Declaration of game, statement of me, this exhibition gathers, for the first time, Boris Jean and Jordane Saget. Two artistes who play with the lights of the city, to change our view on the character of it, and give it a more oniric dimension. To shake our utopia of the urban world, which is not, as Théodore Monod could say - unfeasible -but unachieved.

Boris Jean and Jordane Saget are visionaries, poets, who make, with their installations and their photos, of the town, fictional urbanism.

For the occasion, they also joined, to realize an installation, mixing their techniques, low-tech for one, pictorial for the other, while preserving the modesty of the used means to do so, that distinguishes them (the recycled materials, the chalk…).

Stemming from the Beaux-Arts school of Tours and from the Conservatoire libre du cinéma français, Boris Jean became an art director and a director in the film industry (Les Épaves, Grand prix du festival d'Avoriaz),in advertising and live performance. Influenced by the Stanley Kubrick's cult movie, he leads since 2001 his own odyssey, by building « Little Big », a futuristic city realized in miniature with rubbish and simply recycled objects.He who learnt with Jean Giraud aka Mœbius, to raise eyes towards the sky, invites us to look at the city as if it was overflown by a plane we were in, perceiving its lights through the porthole, and looking close to discover the way he plays with the architecture of the masters of the reinforced concrete and the vacuity of the Haussmann order. And because it is also a game, the spectator is urged to click three times on his smartphone to obtain a night even more mysterious, even more poetic, even more fantastic, urban vision of the landscape.

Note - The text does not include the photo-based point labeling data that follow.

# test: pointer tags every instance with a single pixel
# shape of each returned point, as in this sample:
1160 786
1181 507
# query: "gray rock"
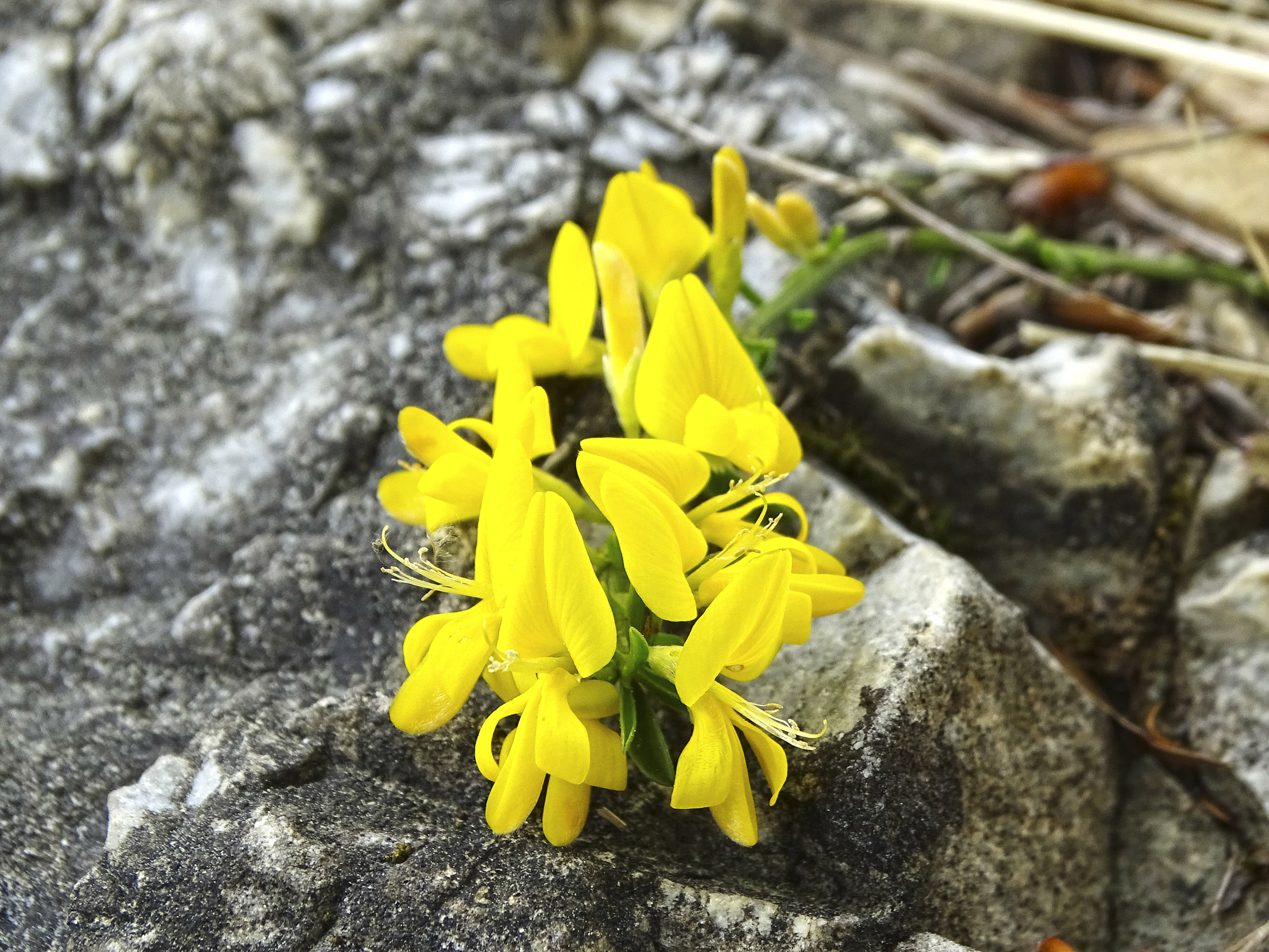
309 819
36 119
1230 504
1170 869
1224 663
1050 471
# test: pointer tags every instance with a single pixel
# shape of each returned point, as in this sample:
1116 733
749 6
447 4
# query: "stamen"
427 574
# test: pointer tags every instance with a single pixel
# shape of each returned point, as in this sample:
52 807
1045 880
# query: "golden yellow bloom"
640 487
446 654
452 485
791 223
623 332
556 607
697 386
559 735
561 346
730 188
655 228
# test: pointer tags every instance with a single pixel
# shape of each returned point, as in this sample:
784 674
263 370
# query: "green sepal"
646 747
939 272
636 658
660 687
628 714
801 319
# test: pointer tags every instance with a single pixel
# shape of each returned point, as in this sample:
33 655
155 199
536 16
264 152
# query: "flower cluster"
706 573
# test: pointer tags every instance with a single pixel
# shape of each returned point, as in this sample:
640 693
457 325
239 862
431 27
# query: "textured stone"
1051 471
1170 869
36 117
1224 664
310 819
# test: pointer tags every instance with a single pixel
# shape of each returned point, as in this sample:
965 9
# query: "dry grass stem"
1198 364
1103 32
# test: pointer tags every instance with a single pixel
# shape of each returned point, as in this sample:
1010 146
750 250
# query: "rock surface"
1050 473
309 822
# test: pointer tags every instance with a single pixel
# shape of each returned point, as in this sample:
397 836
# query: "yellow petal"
796 624
691 351
768 221
800 216
428 438
739 632
543 349
579 606
829 593
651 532
468 349
572 287
710 428
519 779
485 761
735 815
681 471
421 636
730 185
594 698
562 744
771 756
704 773
502 517
400 496
441 513
623 317
565 810
456 479
757 447
441 685
607 761
660 238
528 422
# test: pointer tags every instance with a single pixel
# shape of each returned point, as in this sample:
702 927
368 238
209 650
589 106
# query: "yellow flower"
712 772
556 607
559 735
561 346
697 386
452 485
791 223
730 185
640 485
446 654
623 332
655 226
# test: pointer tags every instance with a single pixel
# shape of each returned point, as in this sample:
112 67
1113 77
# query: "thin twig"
1145 211
1198 364
1253 941
949 119
848 187
1181 17
1004 103
1103 32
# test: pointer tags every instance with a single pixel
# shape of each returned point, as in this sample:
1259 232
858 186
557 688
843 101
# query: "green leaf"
939 272
638 657
801 319
628 714
660 687
647 748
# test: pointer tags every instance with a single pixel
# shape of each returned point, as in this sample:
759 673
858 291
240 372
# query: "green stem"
1068 259
579 504
810 278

Self-taught, Jordane Saget embellishes Paris with his arabesques, and has done so, for a little more than year. From his secret diary to the street, he draws with chalk, ephemeral art in the subway, (Concorde metro station was his first gallery), on pavements and on the famous Fürstenberg square (his biggest horizontal artwork), around the columns of Buren (his unfinished work), on carriage and building entrances. These arabesques, composed of three white lines, are much more than a simple ornament of the urban decor, they play with the architectural disorders and invite us to follow them until we get lost in our own imagination.

During Bizarro 2016 (multiple galleries itinerary and exhibition), organized by the Gallery Géraldine Banier, Jordane Saget decorated the mirrors of the Hotel, in Saint-Germain-des-Prés, a four hands art work with Jean-Charles de Castelbajac. He gives up on this occasion the pen name J3 and presents his first geometrical paintings.

His photos reveal a new stage of his work : a game with the lights of the city, the hollow of the shadows, the ghost tracks of buildings and urban furniture.